- Abbreviation: PP
- Founded: 1968
- Dissolved: 1972; 54 years ago
- Split from: People's Democratic Party
- Preceded by: Liberal Party of Puerto Rico
- Merged into: Puerto Rican Independence Party
- Succeeded by: Puerto Ricans for Puerto Rico
- Headquarters: San Juan, Puerto Rico
- Ideology: Social liberalism;
- Political position: Centre-left

= People's Party (Puerto Rico) =

Former political party in Puerto Rico

People's Party Logo

The People's Party (PP) (Partido del Pueblo, PP) was a political party in Puerto Rico, founded by Roberto Sánchez Vilella in 1968. It was also known as el Partido del Sol (the Party of the Sun) from its logo which featured a bright orange rising sun.

== History ==
In 1964, Partido Popular Democratico (PPD) candidate Roberto Sánchez Vilella had become the second governor to be democratically elected in Puerto Rico. The party remained in power until 1968, when Luis A. Ferré, of the newly founded Partido Nuevo Progresista (PNP), won the elections due to the PPD's big division of 1968. This division was the result of the personal and irreconcilable differences between the PPD's founder, Luis Muñoz Marín, and then current governor, Roberto Sánchez Vilella.
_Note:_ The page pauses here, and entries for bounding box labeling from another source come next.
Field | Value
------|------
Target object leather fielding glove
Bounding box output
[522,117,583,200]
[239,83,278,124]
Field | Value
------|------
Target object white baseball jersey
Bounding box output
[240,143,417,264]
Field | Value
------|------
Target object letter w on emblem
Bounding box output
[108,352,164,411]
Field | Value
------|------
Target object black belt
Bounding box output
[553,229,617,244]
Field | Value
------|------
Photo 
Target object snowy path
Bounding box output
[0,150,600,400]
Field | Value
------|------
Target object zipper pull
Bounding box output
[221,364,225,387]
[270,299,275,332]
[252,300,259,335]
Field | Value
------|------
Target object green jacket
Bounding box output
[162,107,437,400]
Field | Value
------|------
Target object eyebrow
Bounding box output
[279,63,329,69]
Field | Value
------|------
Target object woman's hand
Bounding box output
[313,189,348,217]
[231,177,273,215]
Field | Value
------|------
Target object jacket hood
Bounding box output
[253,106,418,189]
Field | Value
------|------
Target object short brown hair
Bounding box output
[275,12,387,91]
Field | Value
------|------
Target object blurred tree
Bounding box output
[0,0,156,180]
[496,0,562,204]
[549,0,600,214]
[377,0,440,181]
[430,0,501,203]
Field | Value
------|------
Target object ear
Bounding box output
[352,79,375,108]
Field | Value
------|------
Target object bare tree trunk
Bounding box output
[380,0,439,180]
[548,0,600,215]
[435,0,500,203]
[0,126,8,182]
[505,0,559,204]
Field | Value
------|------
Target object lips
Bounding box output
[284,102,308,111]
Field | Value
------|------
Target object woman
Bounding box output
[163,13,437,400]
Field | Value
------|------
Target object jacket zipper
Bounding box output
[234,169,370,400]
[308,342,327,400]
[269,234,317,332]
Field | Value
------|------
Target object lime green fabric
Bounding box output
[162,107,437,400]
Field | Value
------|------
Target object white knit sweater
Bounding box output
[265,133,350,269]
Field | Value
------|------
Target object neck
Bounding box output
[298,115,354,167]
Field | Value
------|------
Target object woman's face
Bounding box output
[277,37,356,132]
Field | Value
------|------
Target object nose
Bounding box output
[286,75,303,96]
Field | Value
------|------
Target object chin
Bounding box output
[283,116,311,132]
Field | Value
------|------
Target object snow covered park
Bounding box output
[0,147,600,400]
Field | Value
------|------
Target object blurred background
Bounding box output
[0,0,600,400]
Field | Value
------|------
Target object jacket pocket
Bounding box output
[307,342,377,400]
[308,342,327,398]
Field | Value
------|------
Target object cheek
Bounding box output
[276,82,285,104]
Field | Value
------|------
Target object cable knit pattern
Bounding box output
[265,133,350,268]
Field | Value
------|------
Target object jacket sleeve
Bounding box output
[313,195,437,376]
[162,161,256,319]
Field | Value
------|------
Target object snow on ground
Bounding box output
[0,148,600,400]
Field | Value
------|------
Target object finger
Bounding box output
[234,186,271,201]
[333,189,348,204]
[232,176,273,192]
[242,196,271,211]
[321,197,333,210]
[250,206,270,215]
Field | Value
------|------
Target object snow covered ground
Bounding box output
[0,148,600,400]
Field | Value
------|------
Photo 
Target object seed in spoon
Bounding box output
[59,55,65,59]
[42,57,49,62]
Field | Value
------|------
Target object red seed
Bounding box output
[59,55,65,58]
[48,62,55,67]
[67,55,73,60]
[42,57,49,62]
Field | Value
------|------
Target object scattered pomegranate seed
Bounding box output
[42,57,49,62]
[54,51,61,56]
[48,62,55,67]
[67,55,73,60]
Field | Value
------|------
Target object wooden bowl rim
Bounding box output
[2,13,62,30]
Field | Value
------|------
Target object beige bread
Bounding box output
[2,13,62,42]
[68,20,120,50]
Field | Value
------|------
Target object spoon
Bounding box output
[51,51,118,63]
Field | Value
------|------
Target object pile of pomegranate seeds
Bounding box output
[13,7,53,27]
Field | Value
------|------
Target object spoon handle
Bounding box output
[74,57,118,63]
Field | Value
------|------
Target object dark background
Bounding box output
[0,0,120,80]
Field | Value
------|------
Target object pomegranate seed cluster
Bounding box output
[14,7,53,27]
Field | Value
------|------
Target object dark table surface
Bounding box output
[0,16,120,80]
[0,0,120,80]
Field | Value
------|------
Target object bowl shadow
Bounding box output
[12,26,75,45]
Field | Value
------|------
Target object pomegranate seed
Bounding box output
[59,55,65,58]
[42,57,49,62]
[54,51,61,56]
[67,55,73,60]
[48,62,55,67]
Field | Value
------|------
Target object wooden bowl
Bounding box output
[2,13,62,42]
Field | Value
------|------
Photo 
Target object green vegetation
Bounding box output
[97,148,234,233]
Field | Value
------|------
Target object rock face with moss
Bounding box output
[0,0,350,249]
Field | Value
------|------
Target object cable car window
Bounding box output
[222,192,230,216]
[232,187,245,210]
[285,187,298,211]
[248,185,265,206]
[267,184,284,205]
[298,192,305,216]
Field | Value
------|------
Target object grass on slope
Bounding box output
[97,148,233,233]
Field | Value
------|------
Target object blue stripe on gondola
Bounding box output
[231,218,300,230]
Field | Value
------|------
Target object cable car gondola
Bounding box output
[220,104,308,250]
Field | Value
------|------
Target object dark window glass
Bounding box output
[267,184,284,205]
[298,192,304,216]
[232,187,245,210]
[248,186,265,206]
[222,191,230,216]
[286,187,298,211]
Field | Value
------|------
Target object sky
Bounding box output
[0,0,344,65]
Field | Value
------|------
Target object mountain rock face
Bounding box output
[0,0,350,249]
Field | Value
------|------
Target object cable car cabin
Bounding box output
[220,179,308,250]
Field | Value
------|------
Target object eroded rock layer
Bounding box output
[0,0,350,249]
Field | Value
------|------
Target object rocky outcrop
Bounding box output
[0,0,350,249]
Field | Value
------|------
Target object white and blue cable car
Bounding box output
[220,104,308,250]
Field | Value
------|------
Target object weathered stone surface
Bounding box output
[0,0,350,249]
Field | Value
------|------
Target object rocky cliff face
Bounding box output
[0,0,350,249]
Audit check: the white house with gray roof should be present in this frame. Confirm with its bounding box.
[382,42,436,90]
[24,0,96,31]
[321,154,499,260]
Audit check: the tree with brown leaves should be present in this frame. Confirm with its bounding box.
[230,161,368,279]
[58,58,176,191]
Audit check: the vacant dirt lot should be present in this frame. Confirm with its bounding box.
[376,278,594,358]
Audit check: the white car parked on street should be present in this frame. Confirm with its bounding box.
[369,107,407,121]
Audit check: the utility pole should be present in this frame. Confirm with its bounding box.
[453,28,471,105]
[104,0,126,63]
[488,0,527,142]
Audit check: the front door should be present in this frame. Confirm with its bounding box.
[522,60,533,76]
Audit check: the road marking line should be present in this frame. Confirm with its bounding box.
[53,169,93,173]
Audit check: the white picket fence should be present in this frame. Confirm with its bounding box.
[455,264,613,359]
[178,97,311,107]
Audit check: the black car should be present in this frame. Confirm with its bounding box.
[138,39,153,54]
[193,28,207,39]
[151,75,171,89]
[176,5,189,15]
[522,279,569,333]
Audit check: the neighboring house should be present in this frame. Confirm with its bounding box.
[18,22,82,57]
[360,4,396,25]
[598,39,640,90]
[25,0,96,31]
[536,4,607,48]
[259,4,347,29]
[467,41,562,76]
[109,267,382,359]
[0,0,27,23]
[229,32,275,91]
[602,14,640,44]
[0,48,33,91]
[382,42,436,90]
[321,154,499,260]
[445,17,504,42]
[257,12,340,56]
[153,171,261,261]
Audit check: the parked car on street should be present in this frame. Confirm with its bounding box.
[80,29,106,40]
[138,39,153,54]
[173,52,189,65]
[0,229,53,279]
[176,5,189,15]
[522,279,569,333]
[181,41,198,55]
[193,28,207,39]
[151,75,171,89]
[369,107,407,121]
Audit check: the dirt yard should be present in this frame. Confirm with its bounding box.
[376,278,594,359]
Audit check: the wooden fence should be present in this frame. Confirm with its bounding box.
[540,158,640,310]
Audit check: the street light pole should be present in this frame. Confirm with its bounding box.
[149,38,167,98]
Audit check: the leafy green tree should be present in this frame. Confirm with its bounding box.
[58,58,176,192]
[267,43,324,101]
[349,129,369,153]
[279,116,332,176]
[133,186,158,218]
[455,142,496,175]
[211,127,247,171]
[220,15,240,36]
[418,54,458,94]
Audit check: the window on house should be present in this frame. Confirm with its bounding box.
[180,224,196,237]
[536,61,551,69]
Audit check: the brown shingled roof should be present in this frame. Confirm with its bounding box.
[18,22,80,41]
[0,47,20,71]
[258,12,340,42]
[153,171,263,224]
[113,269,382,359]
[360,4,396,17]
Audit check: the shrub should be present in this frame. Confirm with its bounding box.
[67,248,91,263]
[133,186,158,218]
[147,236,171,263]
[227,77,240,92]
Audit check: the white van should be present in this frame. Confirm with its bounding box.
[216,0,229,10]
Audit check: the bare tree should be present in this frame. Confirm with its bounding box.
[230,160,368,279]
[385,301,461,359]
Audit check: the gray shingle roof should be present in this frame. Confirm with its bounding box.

Luis Muñoz Marín had opposed Sánchez Vilella's attempt to run for reelection and at a party assembly party-founder Muñoz Marín nominated Luis Negrón López as his new candidate for governor. The nomination caused a deep division in the PPD prompting Sánchez Vilella to create a new party, the Partido del Pueblo (People's Party). The new party's motto was "que el pueblo decida" ("let the people decide"), a motto clearly directed at Muñoz Marín who denied Sánchez Vilella of a primary.

Sánchez Vilella ran as candidate for governor under this new party and Negrón López ran under the PPD banner. The result was a split among PPD's voters, leading to the first victory by Luis A. Ferré of the PNP (Partido Nuevo Progresista) and the PPD's defeat in the 1968 general election.